Hill believes House legislation on foster care moving at right pace

CHARLESTON, W.Va. — Waiting on a fiscal note from the state Department of Health and Human Resources (DHHR), Delegate Jordan Hill (R-Nicholas) is confident that a bill regarding foster care families per diem moves along.

Included in House Bill 4092, which includes the Foster Care Bill of Rights, is a call of a $16 million increase.

Jordan Hill

“This money would increase the rate that would go to the child-placing agency from $55 to $75 a day,” Hill said on Tuesday’s MetroNews ‘Talkline.’ “It’s going to the foster parents from $22 to $30 and then gets the kinship also on the same level as the foster parents at $30.”

Kinship families include anyone who previously might have known the child or blood relatives such as grandparents, aunts and uncles.

Democrats in the House have questions about where the money is coming from. They sent a formal letter to the DHHR recently asking for more information.

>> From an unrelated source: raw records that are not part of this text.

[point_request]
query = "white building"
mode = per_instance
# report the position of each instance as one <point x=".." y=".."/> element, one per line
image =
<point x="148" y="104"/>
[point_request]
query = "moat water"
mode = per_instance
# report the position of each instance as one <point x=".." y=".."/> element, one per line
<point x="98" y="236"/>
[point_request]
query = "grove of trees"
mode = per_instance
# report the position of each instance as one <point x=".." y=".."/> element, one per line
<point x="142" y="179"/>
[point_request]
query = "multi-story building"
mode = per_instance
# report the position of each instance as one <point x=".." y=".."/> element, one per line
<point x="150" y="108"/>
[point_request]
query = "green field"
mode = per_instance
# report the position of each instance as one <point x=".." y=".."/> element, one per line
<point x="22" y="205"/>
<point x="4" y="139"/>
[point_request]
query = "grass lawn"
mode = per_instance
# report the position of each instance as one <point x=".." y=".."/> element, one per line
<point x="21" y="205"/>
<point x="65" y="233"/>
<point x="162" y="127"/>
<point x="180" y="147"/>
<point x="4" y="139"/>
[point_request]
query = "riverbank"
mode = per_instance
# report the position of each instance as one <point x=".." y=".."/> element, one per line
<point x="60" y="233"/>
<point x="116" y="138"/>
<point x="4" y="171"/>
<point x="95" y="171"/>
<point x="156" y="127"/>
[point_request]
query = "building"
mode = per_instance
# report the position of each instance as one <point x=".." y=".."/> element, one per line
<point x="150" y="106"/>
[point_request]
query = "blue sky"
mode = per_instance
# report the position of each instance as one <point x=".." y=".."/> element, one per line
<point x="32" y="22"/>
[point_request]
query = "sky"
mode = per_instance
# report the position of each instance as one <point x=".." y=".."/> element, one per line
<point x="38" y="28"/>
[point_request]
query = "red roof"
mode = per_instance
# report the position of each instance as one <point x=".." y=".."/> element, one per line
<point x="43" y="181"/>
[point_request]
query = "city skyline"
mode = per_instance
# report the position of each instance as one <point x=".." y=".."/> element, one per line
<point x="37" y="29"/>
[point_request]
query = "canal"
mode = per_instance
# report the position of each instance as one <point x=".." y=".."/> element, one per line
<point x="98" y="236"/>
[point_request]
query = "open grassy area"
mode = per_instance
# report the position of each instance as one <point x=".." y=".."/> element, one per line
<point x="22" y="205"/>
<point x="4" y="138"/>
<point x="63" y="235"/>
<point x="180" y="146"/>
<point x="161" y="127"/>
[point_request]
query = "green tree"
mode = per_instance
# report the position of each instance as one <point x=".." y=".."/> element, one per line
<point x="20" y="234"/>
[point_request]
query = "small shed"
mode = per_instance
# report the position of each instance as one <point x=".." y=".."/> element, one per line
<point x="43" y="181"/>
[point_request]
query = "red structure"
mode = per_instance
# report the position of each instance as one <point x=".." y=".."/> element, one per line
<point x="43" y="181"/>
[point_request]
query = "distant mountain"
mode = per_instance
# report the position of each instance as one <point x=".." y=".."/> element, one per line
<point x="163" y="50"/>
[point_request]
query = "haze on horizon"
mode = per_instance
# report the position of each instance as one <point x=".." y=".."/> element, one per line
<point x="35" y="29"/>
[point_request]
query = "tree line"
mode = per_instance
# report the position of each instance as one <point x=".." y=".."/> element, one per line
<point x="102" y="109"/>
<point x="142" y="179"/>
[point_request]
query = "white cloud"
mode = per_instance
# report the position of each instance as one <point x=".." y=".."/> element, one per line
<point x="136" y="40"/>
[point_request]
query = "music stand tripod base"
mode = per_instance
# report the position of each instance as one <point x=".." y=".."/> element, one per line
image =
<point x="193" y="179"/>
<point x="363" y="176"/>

Hill, the chair of Health and Human Resources, believes supporting kinship families is important. West Virginia ranks second in the United States in the percentage of grandparents responsible for their grandchildren.

“When you have grandparents stepping in, a lot of times they are retired with fixed income. There are obviously expenses for taking care of children. I believe this is why that is necessary to support them, to ensure proper care of our kids,” he said.

Delegate Lisa Zukoff, D-Marshall, Senator Stephen Baldwin, D-Greenbrier, and Delegate Amanda Estep-Burton, D-Kanawha, led a press conference on Monday to urge lawmakers to focus on child welfare in the state and move things along.

Hill said the press conference took him by surprise because they had worked well together.

“They were criticizing us for the pace at which this is moving,” he said. “They know full well there is a price tag to it, there is a process. In the Finance committee, we have to listen to budget presentations in the first part of the session to prepare for bills like this that have a fiscal impact.”

He also mentioned another provision inside House Bill 4092 includes the requests foster families have to put into the DHHR to take a foster child on vacation. Inside this Bill of Rights, it puts into place language that the DHHR has three days to respond to that request otherwise it is automatically granted.

House Bill 4092 will remain sitting in House Finance until fiscal notes are released by the DHHR. The bill already made it out of House Health and Human Resources and House Judiciary.

Hill said he is not worried about the fact that the bill is in its third committee, which for most bills means it would die.